Ingredients with Measurements:
- 1 lb lamb, cut into bite-sized pieces
- 2 cups fresh spinach, chopped
- 1 onion, chopped
- 2 garlic cloves, minced
- 1 tbsp ginger, minced
- 2 tbsp vegetable oil
- 1 tsp cumin seeds
- 1 tsp coriander seeds
- 1 tsp turmeric powder
- 1 tsp chili powder
- 1 tsp garam masala
- 1 cup coconut milk
- Salt, to taste
- Water, as needed
Special equipment needed:
- Large pot or Dutch oven
- Mortar and pestle or spice grinder
Step-by-step instructions:
1. In a mortar and pestle or spice grinder, grind cumin seeds and coriander seeds until finely ground.
2. In a large pot or Dutch oven, heat vegetable oil over medium-high heat. Add onion and cook until softened, about 5 minutes.
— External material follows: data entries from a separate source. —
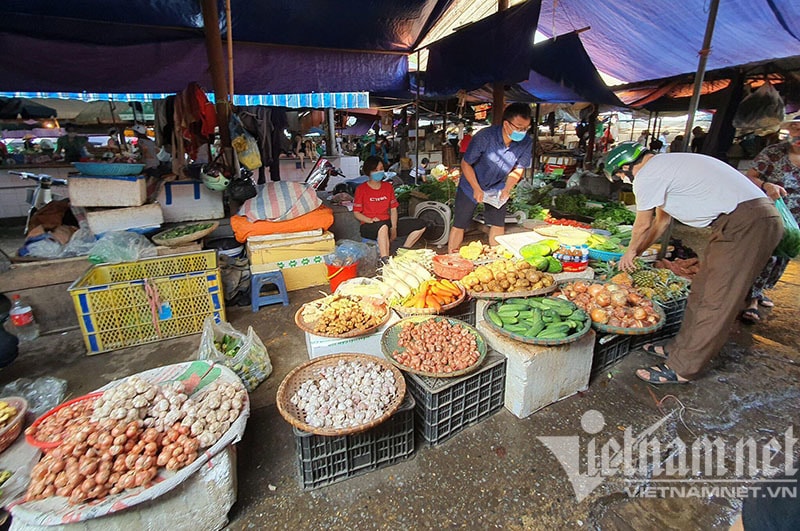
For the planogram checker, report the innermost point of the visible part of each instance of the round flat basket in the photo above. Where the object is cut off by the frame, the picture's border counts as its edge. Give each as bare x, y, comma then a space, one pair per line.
310, 370
309, 326
405, 311
604, 256
511, 294
451, 266
12, 429
662, 319
390, 343
200, 230
30, 433
532, 340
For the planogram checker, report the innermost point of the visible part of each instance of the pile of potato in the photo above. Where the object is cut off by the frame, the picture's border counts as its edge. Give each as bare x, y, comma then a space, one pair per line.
507, 276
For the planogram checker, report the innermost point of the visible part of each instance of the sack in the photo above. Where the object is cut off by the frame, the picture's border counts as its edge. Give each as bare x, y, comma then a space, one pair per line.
760, 111
244, 354
280, 201
789, 246
242, 188
244, 144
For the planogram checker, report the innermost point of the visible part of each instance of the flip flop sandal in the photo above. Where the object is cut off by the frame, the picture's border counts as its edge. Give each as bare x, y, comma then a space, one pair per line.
661, 374
650, 348
750, 316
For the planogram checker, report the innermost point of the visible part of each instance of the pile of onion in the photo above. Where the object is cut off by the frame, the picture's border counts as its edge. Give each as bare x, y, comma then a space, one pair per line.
612, 305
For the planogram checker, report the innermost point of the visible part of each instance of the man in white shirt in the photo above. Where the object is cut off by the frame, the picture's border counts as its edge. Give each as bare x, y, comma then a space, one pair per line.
699, 191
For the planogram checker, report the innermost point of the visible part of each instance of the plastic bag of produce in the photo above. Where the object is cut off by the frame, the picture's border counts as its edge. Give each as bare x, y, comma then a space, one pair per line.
244, 354
789, 246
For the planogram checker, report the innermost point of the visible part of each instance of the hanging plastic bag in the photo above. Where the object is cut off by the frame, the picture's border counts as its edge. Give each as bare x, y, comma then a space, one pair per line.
244, 144
244, 354
789, 246
761, 111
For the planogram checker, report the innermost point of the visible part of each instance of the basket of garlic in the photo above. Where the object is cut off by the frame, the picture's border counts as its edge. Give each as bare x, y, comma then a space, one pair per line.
138, 439
340, 394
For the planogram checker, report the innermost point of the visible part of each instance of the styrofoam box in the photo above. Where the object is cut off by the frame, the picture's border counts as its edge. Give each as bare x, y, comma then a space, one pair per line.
537, 376
189, 201
107, 191
101, 221
368, 344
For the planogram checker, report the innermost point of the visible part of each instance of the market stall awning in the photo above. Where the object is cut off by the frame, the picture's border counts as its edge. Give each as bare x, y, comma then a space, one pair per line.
281, 47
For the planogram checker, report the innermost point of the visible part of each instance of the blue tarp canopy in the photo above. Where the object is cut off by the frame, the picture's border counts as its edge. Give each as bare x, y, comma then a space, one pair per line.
281, 46
653, 39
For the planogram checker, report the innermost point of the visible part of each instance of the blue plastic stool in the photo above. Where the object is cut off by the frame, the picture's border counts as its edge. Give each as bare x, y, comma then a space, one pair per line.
258, 281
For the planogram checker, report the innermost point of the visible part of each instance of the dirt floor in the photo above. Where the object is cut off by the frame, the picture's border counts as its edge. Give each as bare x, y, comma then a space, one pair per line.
497, 473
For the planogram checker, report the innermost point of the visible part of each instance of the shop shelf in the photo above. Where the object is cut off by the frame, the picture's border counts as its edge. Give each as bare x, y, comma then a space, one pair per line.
674, 312
132, 303
445, 406
609, 349
324, 460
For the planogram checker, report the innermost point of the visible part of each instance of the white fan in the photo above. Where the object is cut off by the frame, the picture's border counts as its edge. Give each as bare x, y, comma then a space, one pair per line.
437, 216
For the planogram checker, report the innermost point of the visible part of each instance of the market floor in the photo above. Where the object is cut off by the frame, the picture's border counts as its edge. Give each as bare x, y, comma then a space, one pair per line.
495, 474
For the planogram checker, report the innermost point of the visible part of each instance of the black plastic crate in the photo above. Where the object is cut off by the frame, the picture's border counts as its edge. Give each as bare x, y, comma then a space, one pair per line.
608, 350
464, 311
674, 312
322, 460
445, 406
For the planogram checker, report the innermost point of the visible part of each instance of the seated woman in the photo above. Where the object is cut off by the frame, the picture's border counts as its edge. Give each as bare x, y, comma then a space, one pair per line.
375, 206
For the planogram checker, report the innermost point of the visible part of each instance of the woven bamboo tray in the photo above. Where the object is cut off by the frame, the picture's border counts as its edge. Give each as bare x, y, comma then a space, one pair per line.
12, 429
405, 311
158, 239
532, 340
389, 343
662, 320
311, 370
309, 326
511, 294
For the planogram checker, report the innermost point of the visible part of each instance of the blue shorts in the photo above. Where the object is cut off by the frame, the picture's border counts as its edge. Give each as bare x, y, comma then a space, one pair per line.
464, 208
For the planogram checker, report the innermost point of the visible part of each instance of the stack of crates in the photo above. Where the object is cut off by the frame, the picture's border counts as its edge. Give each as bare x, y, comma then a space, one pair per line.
132, 303
445, 406
323, 460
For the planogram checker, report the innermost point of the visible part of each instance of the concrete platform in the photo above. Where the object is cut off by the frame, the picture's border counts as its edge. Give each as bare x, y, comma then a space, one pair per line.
496, 474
3. Add garlic and ginger and cook for another minute.
4. Add ground cumin and coriander, turmeric powder, chili powder, and garam masala. Cook for 1-2 minutes until fragrant.
5. Add lamb and cook until browned on all sides, about 5 minutes.
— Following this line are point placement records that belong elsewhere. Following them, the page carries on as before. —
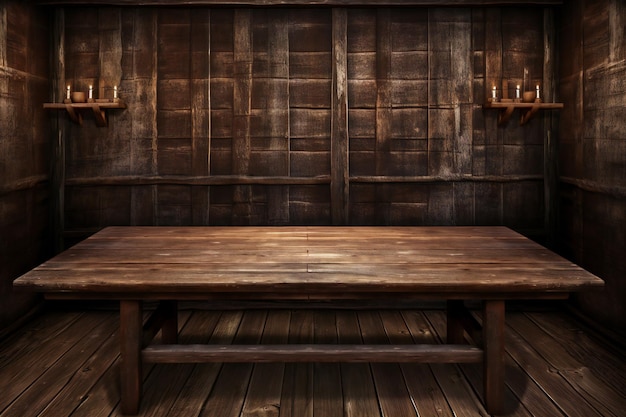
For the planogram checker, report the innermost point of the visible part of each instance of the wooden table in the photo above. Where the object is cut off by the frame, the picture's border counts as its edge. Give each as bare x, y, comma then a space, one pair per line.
170, 264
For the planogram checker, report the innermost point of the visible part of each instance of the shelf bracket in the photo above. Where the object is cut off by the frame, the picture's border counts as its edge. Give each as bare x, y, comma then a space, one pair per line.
98, 107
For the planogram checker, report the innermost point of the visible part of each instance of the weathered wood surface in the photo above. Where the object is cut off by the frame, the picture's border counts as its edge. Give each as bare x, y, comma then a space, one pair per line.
25, 161
229, 122
592, 149
555, 366
309, 262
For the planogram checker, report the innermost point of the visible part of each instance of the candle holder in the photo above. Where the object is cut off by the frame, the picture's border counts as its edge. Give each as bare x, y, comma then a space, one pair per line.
78, 97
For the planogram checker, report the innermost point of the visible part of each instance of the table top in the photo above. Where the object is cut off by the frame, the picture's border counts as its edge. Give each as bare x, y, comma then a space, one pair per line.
308, 262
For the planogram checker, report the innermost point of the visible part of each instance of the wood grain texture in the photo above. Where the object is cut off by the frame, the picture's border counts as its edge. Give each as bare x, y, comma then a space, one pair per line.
309, 261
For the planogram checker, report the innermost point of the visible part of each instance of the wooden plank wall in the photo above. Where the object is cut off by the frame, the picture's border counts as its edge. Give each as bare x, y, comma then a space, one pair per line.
592, 150
302, 116
25, 232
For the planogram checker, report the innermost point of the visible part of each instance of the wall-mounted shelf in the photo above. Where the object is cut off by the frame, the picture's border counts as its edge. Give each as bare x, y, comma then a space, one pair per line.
529, 109
97, 107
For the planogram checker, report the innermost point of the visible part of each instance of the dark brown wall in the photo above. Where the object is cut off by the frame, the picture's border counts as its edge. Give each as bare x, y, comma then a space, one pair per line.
234, 117
592, 149
24, 151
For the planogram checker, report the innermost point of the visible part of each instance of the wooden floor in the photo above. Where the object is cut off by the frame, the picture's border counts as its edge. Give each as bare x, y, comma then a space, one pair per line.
65, 363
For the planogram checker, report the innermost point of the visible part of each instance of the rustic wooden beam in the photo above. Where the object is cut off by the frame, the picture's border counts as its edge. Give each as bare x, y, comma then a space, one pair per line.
242, 64
201, 112
312, 353
550, 129
339, 182
462, 3
383, 110
197, 180
58, 131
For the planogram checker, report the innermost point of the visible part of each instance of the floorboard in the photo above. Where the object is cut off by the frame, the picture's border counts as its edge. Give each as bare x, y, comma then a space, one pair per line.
66, 363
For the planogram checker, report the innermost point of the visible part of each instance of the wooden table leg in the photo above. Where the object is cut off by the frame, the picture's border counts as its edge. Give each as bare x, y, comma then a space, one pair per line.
493, 364
454, 323
131, 332
170, 324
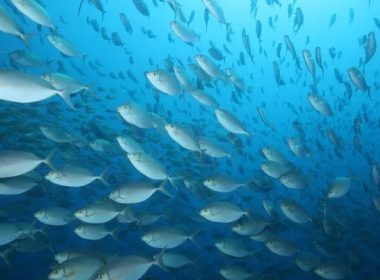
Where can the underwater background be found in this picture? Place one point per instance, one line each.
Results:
(277, 107)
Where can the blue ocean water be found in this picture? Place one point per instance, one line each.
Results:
(330, 174)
6. Add coconut milk and enough water to cover the lamb. Bring to a boil, then reduce heat and simmer for 30-40 minutes until the lamb is tender.
7. Add chopped spinach and cook for another 5 minutes until wilted.
8. Season with salt to taste.
Time:
Preparation time: 15 minutes
Cooking time: 45-50 minutes
Temperature:
Medium-high heat for sautéing, boiling, and simmering.
Serving size:
This recipe serves 4 people.
Nutritional information:
Calories: 410
Fat: 31g
Carbohydrates: 8g
Protein: 25g
Sodium: 310mg
Sugar: 2g
Fiber: 2g
Substitutions for ingredients:
- Lamb can be substituted with beef or chicken.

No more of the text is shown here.